City council declares renewable energy study ‘no-brainer’
Nov 11, 2019 03:14PM
● By Zak Sonntag
By Zak Sonntag | [email protected]
The Holladay City Council in October passed the resolution, “Expressing the City’s Intent to Study and Consider Participation in the Community Renewable Energy Act of the State of Utah.”
The state law, HB 411, incentivizes municipalities to move to 100 renewable energy by the year 2030.
“We individually and collectively need to deal in some small way with climate change, especially as our federal government has not. This is a step in the right direction,” Councilmember Steve Gunn said.
The council’s unanimous support of the resolution is consistent with its constituency’s growing concern over environmental issues, indicated by the community priorities survey.
The survey, commissioned by the council and administered by Y2 Analytics in the years 2017 and 2019, revealed that “Environmentally sustainable buildings (and moving away from non-renewable energy)” is a high priority across all age groups in both polls.
“Tonight was a success. It shows that Holladay and Utah are joining the rest of the country in the revolution to move to renewable energy. It’s a substantial step forward,” said Lindsay Beebe, attending community member.
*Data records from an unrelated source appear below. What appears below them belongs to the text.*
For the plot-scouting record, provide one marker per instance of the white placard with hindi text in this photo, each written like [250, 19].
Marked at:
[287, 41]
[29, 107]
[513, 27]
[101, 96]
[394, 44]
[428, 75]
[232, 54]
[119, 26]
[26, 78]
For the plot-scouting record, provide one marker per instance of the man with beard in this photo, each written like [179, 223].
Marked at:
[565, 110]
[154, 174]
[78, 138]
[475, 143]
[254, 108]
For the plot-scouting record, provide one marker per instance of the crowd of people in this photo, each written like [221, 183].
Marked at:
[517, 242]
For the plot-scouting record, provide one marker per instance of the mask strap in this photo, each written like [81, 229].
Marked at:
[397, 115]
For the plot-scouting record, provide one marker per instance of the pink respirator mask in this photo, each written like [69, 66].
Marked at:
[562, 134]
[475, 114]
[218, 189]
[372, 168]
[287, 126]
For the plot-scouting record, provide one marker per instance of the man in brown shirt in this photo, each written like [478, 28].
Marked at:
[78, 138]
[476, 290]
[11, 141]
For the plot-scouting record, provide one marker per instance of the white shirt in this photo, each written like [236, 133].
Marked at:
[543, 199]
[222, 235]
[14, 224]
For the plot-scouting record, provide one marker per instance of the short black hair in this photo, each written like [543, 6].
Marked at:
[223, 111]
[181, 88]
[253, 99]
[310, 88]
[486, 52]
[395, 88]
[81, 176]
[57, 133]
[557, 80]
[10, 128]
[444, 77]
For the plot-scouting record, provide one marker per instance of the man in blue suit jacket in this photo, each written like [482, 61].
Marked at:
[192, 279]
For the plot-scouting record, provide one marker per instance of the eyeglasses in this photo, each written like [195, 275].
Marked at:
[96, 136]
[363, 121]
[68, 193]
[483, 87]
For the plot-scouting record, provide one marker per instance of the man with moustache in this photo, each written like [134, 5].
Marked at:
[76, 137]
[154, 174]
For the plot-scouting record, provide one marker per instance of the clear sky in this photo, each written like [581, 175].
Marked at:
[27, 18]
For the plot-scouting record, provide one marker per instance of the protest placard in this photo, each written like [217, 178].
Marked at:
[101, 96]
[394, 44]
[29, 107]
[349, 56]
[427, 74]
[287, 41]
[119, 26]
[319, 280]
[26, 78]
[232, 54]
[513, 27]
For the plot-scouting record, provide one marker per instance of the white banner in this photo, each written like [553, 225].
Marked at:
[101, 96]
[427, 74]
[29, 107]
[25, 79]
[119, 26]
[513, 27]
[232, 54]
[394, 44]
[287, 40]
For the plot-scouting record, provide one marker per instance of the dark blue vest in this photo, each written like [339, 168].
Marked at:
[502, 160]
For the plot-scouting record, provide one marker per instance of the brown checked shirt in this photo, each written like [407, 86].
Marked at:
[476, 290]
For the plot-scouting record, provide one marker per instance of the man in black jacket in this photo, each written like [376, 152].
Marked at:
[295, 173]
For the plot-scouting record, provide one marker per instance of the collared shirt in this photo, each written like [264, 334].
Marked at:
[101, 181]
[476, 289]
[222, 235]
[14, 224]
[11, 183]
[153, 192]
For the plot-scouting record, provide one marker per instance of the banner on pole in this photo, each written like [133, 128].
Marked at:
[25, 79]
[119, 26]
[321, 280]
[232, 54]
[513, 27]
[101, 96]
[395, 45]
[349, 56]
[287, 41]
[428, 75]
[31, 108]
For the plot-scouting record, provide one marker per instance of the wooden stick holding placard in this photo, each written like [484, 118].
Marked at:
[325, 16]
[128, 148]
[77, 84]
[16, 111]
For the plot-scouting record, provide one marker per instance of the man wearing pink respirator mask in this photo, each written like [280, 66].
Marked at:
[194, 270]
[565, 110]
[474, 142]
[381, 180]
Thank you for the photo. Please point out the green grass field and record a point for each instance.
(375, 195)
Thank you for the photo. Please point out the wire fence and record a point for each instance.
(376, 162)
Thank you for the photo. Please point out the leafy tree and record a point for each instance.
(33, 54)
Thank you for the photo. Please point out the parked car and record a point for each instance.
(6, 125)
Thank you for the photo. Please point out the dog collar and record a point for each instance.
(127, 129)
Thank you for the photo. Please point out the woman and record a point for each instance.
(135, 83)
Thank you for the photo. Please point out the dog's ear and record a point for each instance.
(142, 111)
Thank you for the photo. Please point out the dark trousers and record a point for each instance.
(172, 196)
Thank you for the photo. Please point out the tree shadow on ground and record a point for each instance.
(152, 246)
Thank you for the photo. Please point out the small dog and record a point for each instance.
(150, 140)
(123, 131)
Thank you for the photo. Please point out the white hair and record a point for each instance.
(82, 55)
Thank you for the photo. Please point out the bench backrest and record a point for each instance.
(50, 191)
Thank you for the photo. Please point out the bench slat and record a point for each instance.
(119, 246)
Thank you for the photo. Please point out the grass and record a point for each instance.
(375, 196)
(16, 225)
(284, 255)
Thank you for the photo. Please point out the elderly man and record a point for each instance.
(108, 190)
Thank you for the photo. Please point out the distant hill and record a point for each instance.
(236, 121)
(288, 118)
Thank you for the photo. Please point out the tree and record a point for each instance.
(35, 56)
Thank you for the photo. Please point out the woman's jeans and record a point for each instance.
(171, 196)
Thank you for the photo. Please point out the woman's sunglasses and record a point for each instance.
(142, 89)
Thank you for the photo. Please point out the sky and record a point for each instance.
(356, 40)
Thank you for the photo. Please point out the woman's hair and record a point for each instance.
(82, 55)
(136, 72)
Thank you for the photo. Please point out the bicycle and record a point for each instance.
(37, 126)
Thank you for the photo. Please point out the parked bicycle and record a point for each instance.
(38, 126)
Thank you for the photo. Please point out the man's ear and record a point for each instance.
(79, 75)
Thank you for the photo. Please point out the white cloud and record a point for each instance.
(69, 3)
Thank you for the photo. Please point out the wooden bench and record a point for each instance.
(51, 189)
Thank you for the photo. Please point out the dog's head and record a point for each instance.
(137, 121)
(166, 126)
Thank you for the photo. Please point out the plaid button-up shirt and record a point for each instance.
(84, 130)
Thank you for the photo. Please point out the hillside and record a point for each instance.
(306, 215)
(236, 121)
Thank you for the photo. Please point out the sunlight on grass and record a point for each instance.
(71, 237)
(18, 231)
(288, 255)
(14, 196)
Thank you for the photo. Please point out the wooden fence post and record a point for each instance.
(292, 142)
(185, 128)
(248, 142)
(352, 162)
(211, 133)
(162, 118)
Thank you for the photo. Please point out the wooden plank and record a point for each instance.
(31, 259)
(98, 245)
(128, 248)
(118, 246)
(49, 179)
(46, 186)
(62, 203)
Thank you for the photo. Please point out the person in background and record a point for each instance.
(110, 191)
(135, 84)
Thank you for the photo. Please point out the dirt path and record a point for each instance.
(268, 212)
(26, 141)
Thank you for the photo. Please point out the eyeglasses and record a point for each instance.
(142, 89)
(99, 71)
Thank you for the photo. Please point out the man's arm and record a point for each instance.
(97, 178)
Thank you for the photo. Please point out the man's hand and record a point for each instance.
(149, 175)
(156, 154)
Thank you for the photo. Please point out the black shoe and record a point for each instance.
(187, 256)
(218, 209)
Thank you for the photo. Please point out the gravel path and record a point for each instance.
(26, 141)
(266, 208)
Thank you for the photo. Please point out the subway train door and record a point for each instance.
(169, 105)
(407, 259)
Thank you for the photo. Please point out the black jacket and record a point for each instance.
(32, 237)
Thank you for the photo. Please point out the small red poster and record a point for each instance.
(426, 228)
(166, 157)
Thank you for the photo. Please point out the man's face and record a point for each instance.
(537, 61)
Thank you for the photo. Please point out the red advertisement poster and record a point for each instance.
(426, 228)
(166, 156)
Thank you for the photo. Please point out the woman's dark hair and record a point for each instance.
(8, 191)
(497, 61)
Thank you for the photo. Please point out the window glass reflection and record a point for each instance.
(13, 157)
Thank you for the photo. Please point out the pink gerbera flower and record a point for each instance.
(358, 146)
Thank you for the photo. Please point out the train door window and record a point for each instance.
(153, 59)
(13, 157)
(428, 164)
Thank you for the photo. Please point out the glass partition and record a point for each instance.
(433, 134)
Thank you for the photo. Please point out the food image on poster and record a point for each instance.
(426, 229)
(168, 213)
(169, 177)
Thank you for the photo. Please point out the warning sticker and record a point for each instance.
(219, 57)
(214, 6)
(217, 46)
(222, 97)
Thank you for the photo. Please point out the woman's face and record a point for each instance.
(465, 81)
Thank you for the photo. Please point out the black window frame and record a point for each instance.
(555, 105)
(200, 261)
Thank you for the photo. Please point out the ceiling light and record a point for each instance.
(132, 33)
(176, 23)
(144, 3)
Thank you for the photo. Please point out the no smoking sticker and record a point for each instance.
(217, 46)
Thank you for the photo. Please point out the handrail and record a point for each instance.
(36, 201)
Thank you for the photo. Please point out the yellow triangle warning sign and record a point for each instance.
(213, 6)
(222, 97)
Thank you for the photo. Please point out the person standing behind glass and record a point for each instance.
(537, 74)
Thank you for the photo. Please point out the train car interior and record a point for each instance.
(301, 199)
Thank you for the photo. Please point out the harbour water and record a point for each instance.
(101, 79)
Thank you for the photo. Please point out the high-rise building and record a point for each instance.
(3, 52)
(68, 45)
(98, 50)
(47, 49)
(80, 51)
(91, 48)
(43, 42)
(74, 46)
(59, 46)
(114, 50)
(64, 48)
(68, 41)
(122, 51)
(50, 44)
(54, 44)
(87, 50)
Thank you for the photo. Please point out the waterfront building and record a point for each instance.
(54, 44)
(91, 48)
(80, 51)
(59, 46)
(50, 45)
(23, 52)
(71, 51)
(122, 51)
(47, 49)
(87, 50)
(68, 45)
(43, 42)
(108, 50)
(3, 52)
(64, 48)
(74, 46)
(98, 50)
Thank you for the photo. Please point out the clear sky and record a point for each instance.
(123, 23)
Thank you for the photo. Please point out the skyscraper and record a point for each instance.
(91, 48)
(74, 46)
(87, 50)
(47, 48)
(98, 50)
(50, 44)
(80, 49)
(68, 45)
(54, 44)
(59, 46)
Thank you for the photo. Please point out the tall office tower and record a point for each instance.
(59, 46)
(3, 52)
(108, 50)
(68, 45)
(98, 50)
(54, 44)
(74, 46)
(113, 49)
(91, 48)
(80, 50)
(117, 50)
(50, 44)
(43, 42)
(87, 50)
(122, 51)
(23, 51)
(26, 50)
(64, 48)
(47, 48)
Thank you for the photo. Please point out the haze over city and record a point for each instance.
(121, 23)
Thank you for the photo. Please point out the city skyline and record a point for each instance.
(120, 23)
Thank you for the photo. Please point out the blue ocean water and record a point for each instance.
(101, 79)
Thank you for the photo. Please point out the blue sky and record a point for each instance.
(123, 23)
The state law was passed partly in response to Utahns’ swelling discontent with climate issues, particularly in reaction to an accruing body of evidence showing that air-pollution puts Wasatch Front families at greater health risk, including higher risk of miscarriage, premature death in the elderly and blood vessel damage even in young populations.
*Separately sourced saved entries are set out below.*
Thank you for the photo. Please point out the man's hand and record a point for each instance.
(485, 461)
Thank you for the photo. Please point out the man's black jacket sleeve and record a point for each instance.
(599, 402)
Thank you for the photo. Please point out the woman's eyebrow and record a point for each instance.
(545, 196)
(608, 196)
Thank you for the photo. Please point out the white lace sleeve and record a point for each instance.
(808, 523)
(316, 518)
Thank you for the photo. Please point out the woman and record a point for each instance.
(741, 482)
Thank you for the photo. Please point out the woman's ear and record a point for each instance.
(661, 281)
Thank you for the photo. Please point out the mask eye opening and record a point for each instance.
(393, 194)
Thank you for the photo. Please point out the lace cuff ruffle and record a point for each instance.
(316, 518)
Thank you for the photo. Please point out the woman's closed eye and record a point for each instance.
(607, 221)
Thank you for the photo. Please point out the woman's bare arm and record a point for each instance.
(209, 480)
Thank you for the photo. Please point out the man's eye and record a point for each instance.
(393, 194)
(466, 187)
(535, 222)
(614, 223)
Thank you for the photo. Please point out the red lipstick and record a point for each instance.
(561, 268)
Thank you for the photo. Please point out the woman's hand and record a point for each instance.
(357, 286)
However, for Holladay residents, the bill’s impact on local air quality will be peripheral.
“The truth is this bill may have a limited impact on our air pollution. It’s much more about the climate generally than air pollution specifically,” said Steven Glaser, chemist and environmental consultant.
Rocky Mountain Power is the primary supplier of energy to Holladay residents, and because that energy is generated from coal plants outside the valley, its immediate repercussions to the city’s air quality are minimal.
However, Glaser believes moves like this will have an impact on consumer behavior in ways that may alter air-quality outcomes.
“The majority of our air pollution comes from automobile emissions. And when people know their electricity is being generated from wind or solar, they’re going to be more incentivized to get electric cars, which will bring pollution down,” Glaser said.
With climate-related threats mounting rapidly, many would like to see the transitions to renewable take place sooner.
But amongst energy suppliers and policy experts there is a consensus that shifting before 2030 is unpractical.
“The reason we can’t do it any sooner is because of cost. We’ve got power plants that are integrated with our communities. Even if renewable is cheaper, it’s not necessarily cheaper for us,” said France Barral, mother and community member, clapping loudly at the resolutions passage. “It’s like having a mortgage. The power plants have another 10 years of life—what do you do with this fixed cost?”
The council blazed through debate to quickly sweep up yes-votes.
The resolution’s easy passage owes partly to the fact that it doesn’t make any major changes.
“This step is a no-brainer. It’s low-hanging fruit. It just puts us in a larger process so we can contribute to solutions for addressing the issue,” Councilman Paul Fotheringham said.
Councilman Brett Graham agreed. “It gives us options. It doesn’t bind us. We’re all in favor of things that help with the climate, and because it allows us to study it, I’m in support.”